In light of the above discussion, it can be seen that it is better for a person to have his or her criminal record expunged instead of simply having the criminal history file sealed. However, it is also important to note that this is done on a matter of availability and eligibility; thus, the person has little to no say in the matter. For example, in some states, the law simply allows individuals to have their records sealed – there is no option available to have one’s records expunged. However, in other states, expunction is the only possible option that people have. Whether a person is granted expunction or record sealing, therefore, has to do a lot with the state in which he or she resides or where the criminal offense itself was committed.

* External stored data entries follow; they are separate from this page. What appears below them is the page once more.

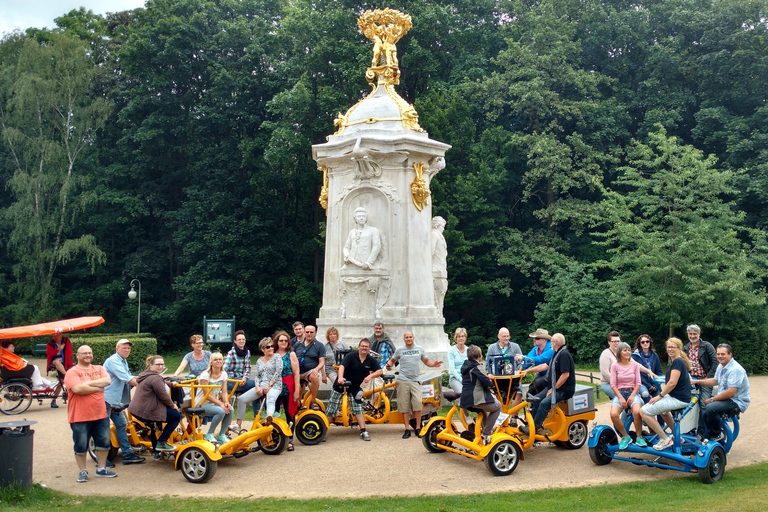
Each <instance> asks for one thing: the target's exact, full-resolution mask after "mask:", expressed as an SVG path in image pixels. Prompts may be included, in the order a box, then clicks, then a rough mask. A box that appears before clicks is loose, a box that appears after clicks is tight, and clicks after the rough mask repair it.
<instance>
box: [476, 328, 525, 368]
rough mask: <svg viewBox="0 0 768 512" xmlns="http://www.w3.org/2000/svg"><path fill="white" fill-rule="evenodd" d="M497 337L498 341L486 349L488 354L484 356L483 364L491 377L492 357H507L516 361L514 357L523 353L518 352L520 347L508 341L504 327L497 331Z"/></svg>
mask: <svg viewBox="0 0 768 512" xmlns="http://www.w3.org/2000/svg"><path fill="white" fill-rule="evenodd" d="M497 337H498V339H499V341H497V342H496V343H494V344H493V345H491V346H490V347H488V352H487V353H486V354H485V358H486V362H485V364H486V367H487V369H488V373H489V374H491V375H493V362H494V360H495V358H494V356H508V357H509V359H510V360H512V359H517V357H516V356H522V355H523V351H522V350H520V345H518V344H517V343H511V342H510V341H509V330H508V329H507V328H506V327H502V328H501V329H499V334H498V335H497Z"/></svg>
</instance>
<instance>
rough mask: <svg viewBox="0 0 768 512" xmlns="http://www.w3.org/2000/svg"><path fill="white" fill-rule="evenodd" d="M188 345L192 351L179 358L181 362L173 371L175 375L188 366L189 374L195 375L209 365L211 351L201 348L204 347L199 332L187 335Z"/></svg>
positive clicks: (181, 371)
mask: <svg viewBox="0 0 768 512" xmlns="http://www.w3.org/2000/svg"><path fill="white" fill-rule="evenodd" d="M189 345H190V346H191V347H192V352H189V353H187V354H186V355H185V356H184V359H182V360H181V364H179V367H178V368H176V371H175V372H173V374H174V375H176V376H178V375H181V374H182V372H183V371H184V370H185V369H186V368H187V367H189V374H190V375H194V376H195V377H197V376H199V375H200V374H201V373H203V371H205V369H206V368H208V367H209V366H210V361H211V353H210V352H209V351H207V350H203V347H205V343H204V342H203V337H202V336H201V335H199V334H193V335H192V336H190V337H189Z"/></svg>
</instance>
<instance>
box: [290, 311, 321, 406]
mask: <svg viewBox="0 0 768 512" xmlns="http://www.w3.org/2000/svg"><path fill="white" fill-rule="evenodd" d="M315 334H317V330H316V329H315V326H314V325H307V326H306V327H304V341H301V340H296V342H295V343H294V344H293V350H294V352H296V357H297V358H298V360H299V372H300V379H301V380H306V381H307V382H309V396H310V401H309V404H310V407H312V409H319V408H320V407H319V406H318V405H317V404H316V403H315V398H317V392H318V390H319V389H320V376H321V375H324V372H325V345H323V344H322V343H320V342H319V341H317V340H316V339H315ZM301 394H302V395H303V394H304V389H302V390H301Z"/></svg>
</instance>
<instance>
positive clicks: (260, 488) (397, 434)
mask: <svg viewBox="0 0 768 512" xmlns="http://www.w3.org/2000/svg"><path fill="white" fill-rule="evenodd" d="M750 386H751V396H752V404H751V405H750V407H749V410H748V411H747V412H746V413H745V414H744V415H742V418H741V433H740V435H739V438H738V439H737V440H736V443H735V444H734V447H733V449H732V450H731V453H730V454H729V456H728V467H729V469H730V468H733V467H738V466H746V465H751V464H755V463H758V462H765V461H768V448H767V447H766V445H765V443H764V438H763V436H762V428H761V426H760V425H765V424H766V423H768V407H767V406H768V400H767V399H766V398H765V397H766V396H768V377H752V378H750ZM608 411H609V407H608V406H607V405H606V404H603V405H601V406H600V407H599V410H598V413H597V420H598V422H599V423H608ZM21 418H26V419H29V420H32V421H37V422H38V423H37V425H35V426H34V430H35V447H34V480H35V482H37V483H41V484H45V485H47V486H48V487H50V488H52V489H56V490H60V491H64V492H68V493H73V494H105V495H110V496H119V495H124V496H138V495H143V496H153V495H157V496H160V495H169V494H170V495H183V496H188V495H189V494H190V493H196V494H197V493H200V492H202V491H204V489H209V490H210V489H211V488H213V487H211V486H215V489H216V494H217V495H218V496H222V495H223V496H230V497H242V498H256V497H263V496H269V497H284V498H297V499H302V498H313V497H331V496H335V497H342V498H343V497H369V496H373V495H376V494H377V492H376V490H372V488H371V487H370V486H368V485H365V484H364V483H363V482H364V481H365V479H367V478H383V479H384V480H385V481H386V482H387V485H384V486H381V485H379V486H377V487H376V488H375V489H378V490H379V493H381V494H383V493H384V492H387V490H389V491H392V490H394V489H397V490H398V491H397V492H398V494H400V495H425V494H430V495H434V494H464V493H483V492H492V491H493V492H495V491H514V490H530V489H540V488H545V487H555V486H556V487H564V486H565V487H576V486H585V485H598V484H603V483H614V482H617V481H628V480H654V479H660V478H671V477H674V476H680V475H683V473H679V472H675V471H663V470H658V469H653V468H645V467H639V466H635V465H633V464H627V463H621V462H613V463H611V464H609V465H607V466H596V465H595V464H593V463H592V461H591V460H590V458H589V452H588V449H587V447H586V446H585V447H584V448H582V449H581V450H576V451H570V450H566V449H563V448H558V447H554V446H548V445H545V446H542V447H541V448H536V449H531V450H527V451H526V452H525V453H524V457H525V458H524V460H522V461H521V462H520V464H519V466H518V467H517V470H516V471H515V473H514V474H512V475H511V476H508V477H494V476H492V475H491V474H490V472H489V471H488V470H487V469H486V468H485V465H484V464H483V463H481V462H476V461H473V460H470V459H467V458H464V457H461V456H459V455H455V454H450V453H443V454H432V453H428V452H427V451H426V450H425V449H424V447H423V446H422V442H421V440H420V439H418V438H416V437H411V438H410V439H406V440H404V439H401V437H400V436H401V434H402V426H401V425H374V426H372V427H371V428H370V429H369V430H370V432H371V437H372V441H371V442H363V441H361V440H360V438H359V437H358V433H357V430H352V429H345V428H344V427H331V431H330V432H329V434H328V441H327V442H325V443H321V444H320V445H318V446H303V445H301V444H300V443H296V450H295V451H294V452H284V453H283V454H282V455H279V456H277V457H270V456H266V455H264V454H262V453H254V454H251V455H249V456H247V457H245V458H241V459H232V458H228V459H225V460H222V461H220V462H219V467H218V471H217V473H216V476H214V478H213V480H212V481H211V482H210V483H209V484H206V486H207V487H206V486H198V487H195V486H194V485H193V484H190V483H188V482H187V481H186V480H185V479H184V476H183V475H182V474H181V473H180V472H178V471H174V470H173V466H172V463H170V462H155V461H152V460H151V458H150V459H149V460H148V461H147V462H146V463H144V464H141V465H133V466H123V465H121V464H118V466H117V468H116V472H117V473H118V475H119V476H118V477H117V478H115V479H95V478H91V481H90V482H88V483H86V484H78V483H76V482H75V479H76V477H77V466H76V465H75V461H74V457H73V456H72V438H71V431H70V428H69V424H68V423H67V418H66V408H65V407H63V406H62V407H61V408H60V409H50V408H49V406H48V402H47V401H46V402H44V404H43V406H38V405H37V403H33V404H32V406H31V407H30V408H29V410H27V412H26V413H24V414H23V415H21ZM21 418H19V417H18V416H15V417H8V416H3V417H0V421H10V420H11V419H21ZM590 427H591V425H590ZM89 465H90V462H89ZM263 471H268V472H269V474H270V478H269V479H263V478H254V475H255V474H260V473H261V472H263ZM89 472H90V473H91V475H93V469H92V466H90V467H89ZM331 472H333V474H334V476H335V477H336V481H342V482H360V485H351V486H345V487H344V488H343V490H342V488H341V487H337V486H331V485H328V480H327V479H326V478H323V475H327V474H329V473H331ZM299 475H302V476H304V477H305V478H304V479H303V483H302V485H301V486H293V485H288V484H286V485H280V484H276V482H286V483H287V482H291V481H293V480H294V479H295V478H296V477H297V476H299ZM313 475H317V476H318V478H312V476H313ZM725 478H728V471H726V474H725Z"/></svg>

In addition to this, whether a person is allowed to have his criminal records sealed or expunged also depends upon the nature of the crime they committed. There are certain criminal offenses, for example, that cannot be expunged under any circumstances. If a person has been found guilty after a trial or a plea by the court itself and has subsequently been convicted of carrying out that criminal offense, then they cannot have the criminal record expunged or sealed.

There are numerous examples of charges that can never be sealed, such as arson, aggravated assault, aggravated battery, the illegal use of explosive materials, abuse or aggravated abuse of a child or elderly person, kidnapping, aircraft piracy, homicide, sexual batter, carjacking, manslaughter, robbery, stalking, and dealing with illegal substances. In addition to this, other criminal offenses that are ineligible include sexual misconduct with a child, an elderly individual or an intellectually challenged individual, as well as selling or presenting obscene literature to a minor.